Issu d’une famille « modeste », il est l’aîné de trois frères et retient de son enfance « une grande liberté. Ma mère, qui nous a élevés seule après la mort de mon père, ne s’est jamais opposée à nos choix », confie-t-il.« On n’est pas artiste sans qu’un grand malheur s’en mêle », répétait souvent Genet. C’est  l’ombre de son père disparu trop tôt, passionné de 8e art, que Simohammed recherche à travers la photographie, renouant avec sa mémoire affective. « J’ai le souvenir de l’avoir toujours vu avec son appareil entre les mains, il adorait tout photographier. » Aussi intrigante qu’inattendue, « False »,  série photographique qu’il signe en 2012, est un véritable uppercut aux codes visuels actuels. Cicatrices profondes et gueules cassées disent la violence des sujets qu’il met en scène : les SDF de la casbah de Tanger, vêtus de costumes et tenant la pose dans un palais de la ville. « Je voulais montrer leur réalité dans un cadre fantastique, les ramener à la fiction. J’aime détourner les codes de la société marocaine. Il y a un lien évident entre l’esthétique et la politique. Tout le monde rêve de pouvoir », avoue-t-il.

Matière à créer

Electron libre qui  gravite  sur la scène de l’art contemporain en pleine efflorescence, ses diverses créations, photos, art vidéo, performance, sont stigmates surprenants qui tracent les lignes d’un style singulier. Présentée à l’Institut français de Casablanca, « Zobra », sa  dernière production, dévissée de son socle, s’apparente à une lourde armure de 30 kilos. Si cette armure de fer signifie puissance en arabe, l’artiste questionne avec force le regard d’autrui. Ainsi vêtu, Si Mohamed a déambulé pour la première fois à Marrakech lors de la 5e Biennale d’art contemporain de la ville en février dernier : « Cette sculpture est l’image de mon corps à travers l’art. Une identité effacée, amplifiée par un corps démesuré, étrange, qui investit l’espace public ».

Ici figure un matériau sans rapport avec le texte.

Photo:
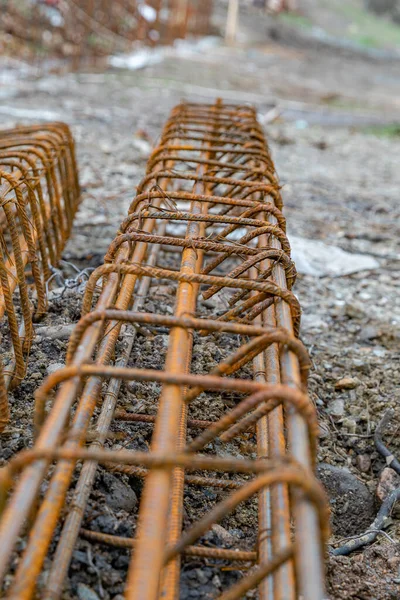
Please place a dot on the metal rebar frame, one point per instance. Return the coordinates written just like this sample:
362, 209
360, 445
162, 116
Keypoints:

Fabriquée à Paris par l’Argentin Javier Romero, d’une valeur de 3000 euros, « Zobra » dit en filigrane « l’aliénation de la société où nous devons être identiques. Dès qu’un corps étranger détonne, ça dérange. Les enfants ont le mieux réagi quand je déambulais à Marrakech, ils sont dénués de préjugés… », explique l’artiste. Née il y a un an, son armure a été réalisée en six mois et faite sur mesure. « Le concept, criant d’actualité,  évoque l’idée de l’anonymat et de la protection, il trouve écho dans le monde entier », explique la commissaire de l’exposition et productrice Nawal Slaoui, qui a financé « Zobra ». « Simohammed Fettaka est  très fin dans sa réflexion et  ses thématiques de prédilection. Les réactions que vont susciter ses déambulations dans l’espace public varieront selon les pays : l’évolution du projet prendra alors tout son sens », précise Armelle Dakouo, chargée de production, qui a suivi la genèse de cette création. Nouveau test parmi d’autres haltes, l’Institut des cultures de l’islam de Paris, en septembre prochain. De quoi convaincre les plus rétifs.